Die Veröffentlichung aus Japan erweckt den Eindruck, als sei man nicht mehr weit weg von der induzierten Herzheilung nach einem Infarkt. Keine Mäuse, sondern Affen – Makaken – dienten als Modellobjekt für eine Reparatur des Herzmuskels mittels induzierter Stammzellen (iPSC). Hat man eine Anwendung am Menschen im Hinterkopf, dürfte im Ernstfall aber kaum genug Zeit bleiben, um eine Herzmuskel-Kultur aus den körpereigenen Stammzellen mit genug Material zu gewinnen. Das Tiermodell nimmt darauf Rücksicht. Denn die Hautfibroblasten stammten nicht aus dem selben Affen sondern aus einem Verwandten mit nur teilweiser Übereinstimmung im Histokompatibilitätskomplex.

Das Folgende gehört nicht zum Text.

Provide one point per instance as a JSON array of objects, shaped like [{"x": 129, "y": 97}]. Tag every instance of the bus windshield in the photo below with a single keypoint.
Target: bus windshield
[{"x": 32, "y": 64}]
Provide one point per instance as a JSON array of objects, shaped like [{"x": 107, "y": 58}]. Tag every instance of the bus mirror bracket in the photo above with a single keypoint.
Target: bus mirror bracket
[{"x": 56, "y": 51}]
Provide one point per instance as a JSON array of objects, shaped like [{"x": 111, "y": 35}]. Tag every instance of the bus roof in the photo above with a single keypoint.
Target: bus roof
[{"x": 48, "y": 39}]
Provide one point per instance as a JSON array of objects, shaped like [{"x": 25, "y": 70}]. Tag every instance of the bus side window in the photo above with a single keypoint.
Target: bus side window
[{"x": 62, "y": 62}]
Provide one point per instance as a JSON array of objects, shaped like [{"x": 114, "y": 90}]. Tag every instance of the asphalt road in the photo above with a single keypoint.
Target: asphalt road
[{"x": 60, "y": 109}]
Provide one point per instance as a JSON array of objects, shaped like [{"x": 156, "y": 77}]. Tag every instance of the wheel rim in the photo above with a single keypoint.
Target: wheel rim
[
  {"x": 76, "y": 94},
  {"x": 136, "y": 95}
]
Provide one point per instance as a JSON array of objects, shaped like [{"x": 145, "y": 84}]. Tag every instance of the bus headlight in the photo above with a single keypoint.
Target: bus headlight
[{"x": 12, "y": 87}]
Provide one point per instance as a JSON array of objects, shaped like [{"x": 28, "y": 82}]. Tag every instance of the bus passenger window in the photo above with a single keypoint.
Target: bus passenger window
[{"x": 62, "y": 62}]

Der heterozygote Empfänger empfing die aus iPSC gewonnenen Herzmuskelzellen von einem homozygoten Spender. Nach einer Herzattacke integrierten sich die Spenderzellen in den Herzmuskel und schlugen nicht nur synchron mit den benachbarten Zellen, sondern halfen auch mit, die Kontraktion des geschädigten Herzens wieder zu verbessern. Allein mit einer milden Immunsuppression registrierten die Wissenschaftler auch nach drei Monaten keine Abstoßung. Kardiomyozyten regenerieren das Herz eines haploidentischen Affen nach einem Herzinfarkt via iPSC© Yuji Shiba, Nature 2016
Können sich Herzkliniken auf baldige neue Reparaturmethoden freuen? Vielleicht schon in den nächsten Jahren? Schon einmal gab es vor einigen Jahren einen Stammzell-Hype, der trotz strengerer Regulation bisher noch nicht zum Stillstand gekommen ist. Auch in Deutschland versprechen und versprachen „Stammzell-Kliniken“ zum Teil das Blaue vom Himmel für ihre Patienten, die sich ganz auf die wunderbaren Fähigkeiten der „Jungbrunnenzellen“ verließen. Es gab Tote, aber kaum Meldungen über wirkliche Erfolge. Zehn Jahre ist es jetzt her, seitdem die Gruppe um Shinya Yamanaka eine Methode entdeckt hatte, differenzierte und spezialisierte Zellen wieder in eine ursprüngliche Form zurückzuverwandeln. Mit einer Handvoll Wachstumsfaktoren war die „induzierte pluripotente Stammzelle“ geboren, aus der sich wieder fast jede Art von Gewebe züchten ließ. iPSC schienen die ewigen ethischen Diskussionen um die Verwendung von embryonalen Stammzellen aus Aborten umgehen zu können – außerdem auch noch das Problem einer Abstoßungsreaktion, weil beim Gewebeersatz am Ende eine autologe Transplantation steht. Es dauerte noch gut sechs Jahre, bis Wissenschaftler konkret über die ersten klinischen Studien mit diesen Zellen nachdachten. Es sollte die Behandlung einer Frau mit altersbedingter Makuladegeneration im japanischen Kobe sein. Am 12. September 2014 bekam die Patientin die zu retinalem Pigmentepithel differenzierten Stammzellen. Ergebnis: Keine Abstoßung, besseres Sehvermögen. Danach stoppten die Studienorganisatoren jedoch weitere Versuche.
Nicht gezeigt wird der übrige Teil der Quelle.